While TraceLink’s active involvement benefits these working
groups and the larger industry, it also has significant influence on
the development of TraceLink solutions. Playing a leadership role
in EPCIS guideline development allows TraceLink to architect
products that take full advantage of EPCIS strengths; provide
guidance to customers around use of the standard; and
generally help lead the industry towards the next phase of
regulatory compliance.
Because the evolution towards global, industry-wide adoption of
EPCIS will be a long journey – and one which some companies
and systems may never complete – it is critical to have a platform
that can work with systems that contribute data in other formats.
The TraceLink solution acts as the link between internal systems
and trade partners, capturing event data and providing it with
both EPCIS and non-EPCIS formats, delivering interoperability.
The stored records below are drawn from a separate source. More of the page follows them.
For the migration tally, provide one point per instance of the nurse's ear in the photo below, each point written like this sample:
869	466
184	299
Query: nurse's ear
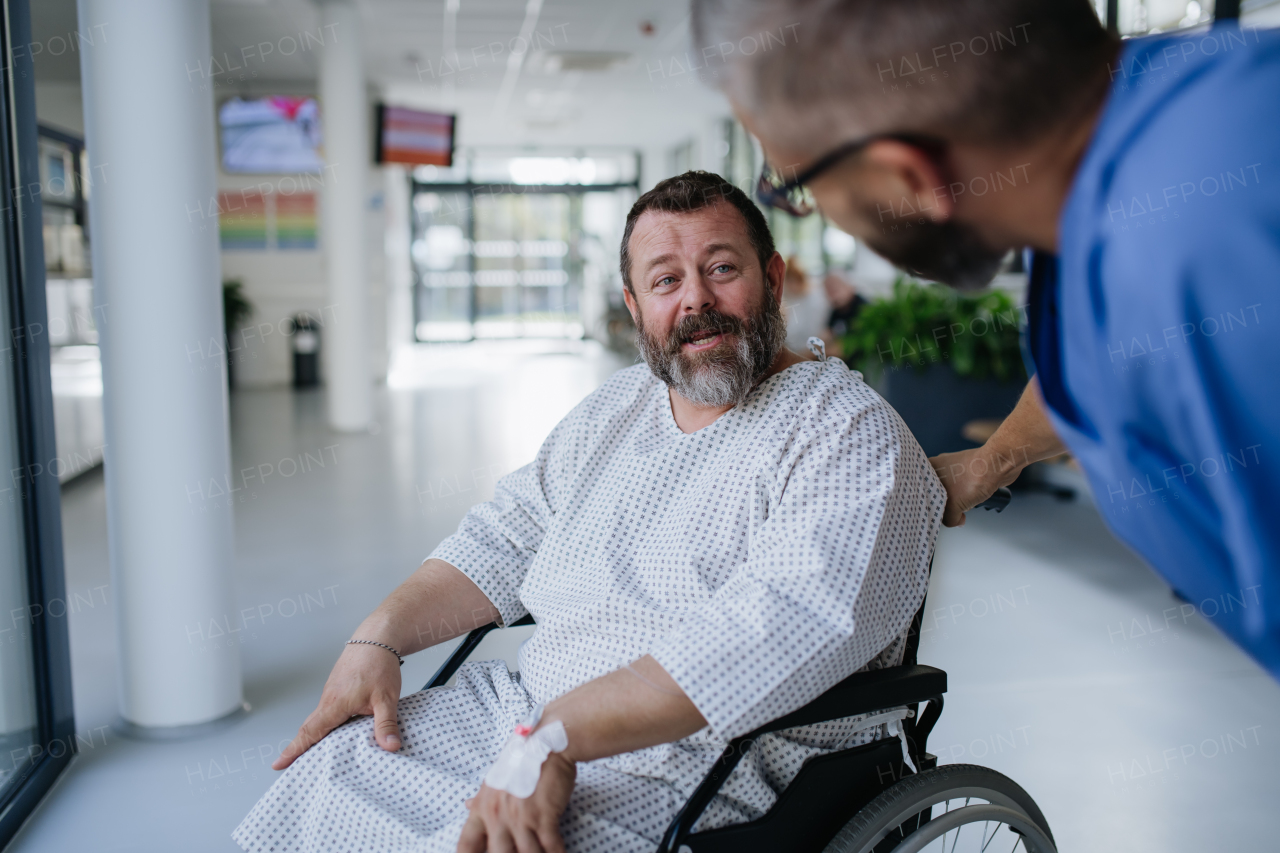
894	172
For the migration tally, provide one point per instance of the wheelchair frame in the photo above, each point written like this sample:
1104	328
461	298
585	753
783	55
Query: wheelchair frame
830	789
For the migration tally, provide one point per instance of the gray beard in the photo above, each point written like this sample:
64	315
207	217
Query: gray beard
725	374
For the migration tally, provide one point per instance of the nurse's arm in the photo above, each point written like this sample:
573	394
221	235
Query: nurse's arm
973	475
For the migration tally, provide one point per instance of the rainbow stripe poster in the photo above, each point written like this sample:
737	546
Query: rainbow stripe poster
296	220
242	219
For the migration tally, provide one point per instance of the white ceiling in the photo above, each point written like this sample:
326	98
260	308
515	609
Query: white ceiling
632	100
635	100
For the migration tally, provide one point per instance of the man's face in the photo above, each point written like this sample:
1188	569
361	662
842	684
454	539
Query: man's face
707	316
900	223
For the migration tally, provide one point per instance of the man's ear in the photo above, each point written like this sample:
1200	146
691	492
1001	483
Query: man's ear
899	172
775	276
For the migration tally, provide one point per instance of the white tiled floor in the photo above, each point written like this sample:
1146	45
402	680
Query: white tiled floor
1129	738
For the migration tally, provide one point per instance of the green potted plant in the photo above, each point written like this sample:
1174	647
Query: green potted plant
940	357
236	310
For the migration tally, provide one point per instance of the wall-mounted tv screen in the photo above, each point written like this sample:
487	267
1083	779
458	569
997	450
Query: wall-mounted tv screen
270	135
414	136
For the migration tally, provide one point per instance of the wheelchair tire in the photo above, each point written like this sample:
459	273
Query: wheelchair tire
903	817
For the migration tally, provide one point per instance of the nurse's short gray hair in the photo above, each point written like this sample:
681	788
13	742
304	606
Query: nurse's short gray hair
819	72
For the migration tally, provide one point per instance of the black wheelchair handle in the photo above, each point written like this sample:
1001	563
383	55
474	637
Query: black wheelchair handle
997	501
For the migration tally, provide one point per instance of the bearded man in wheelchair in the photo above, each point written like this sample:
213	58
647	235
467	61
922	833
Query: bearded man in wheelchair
708	542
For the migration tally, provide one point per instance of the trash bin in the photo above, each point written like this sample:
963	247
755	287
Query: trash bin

TraceLink works with EPCIS when and where it has been
adopted, but can also do full serialization event capture,
management, conversion, and exchange with non-EPCIS
formats. This comprehensive solution insures that customers do
not need to write additional code in order to receive data from
trade partners who do not have EPCIS, or to accommodate
government reporting format requirements. Ultimately, TraceLink
customers can seamlessly exchange and manage data in a
multi-format world, achieving interoperability regardless of
diverse requirements and system and partner capabilities.
The material set forth herein is informational in nature, subject to change
without notice, confidential and proprietary information of TraceLink and
does not constitute a representation or warranty of TraceLink.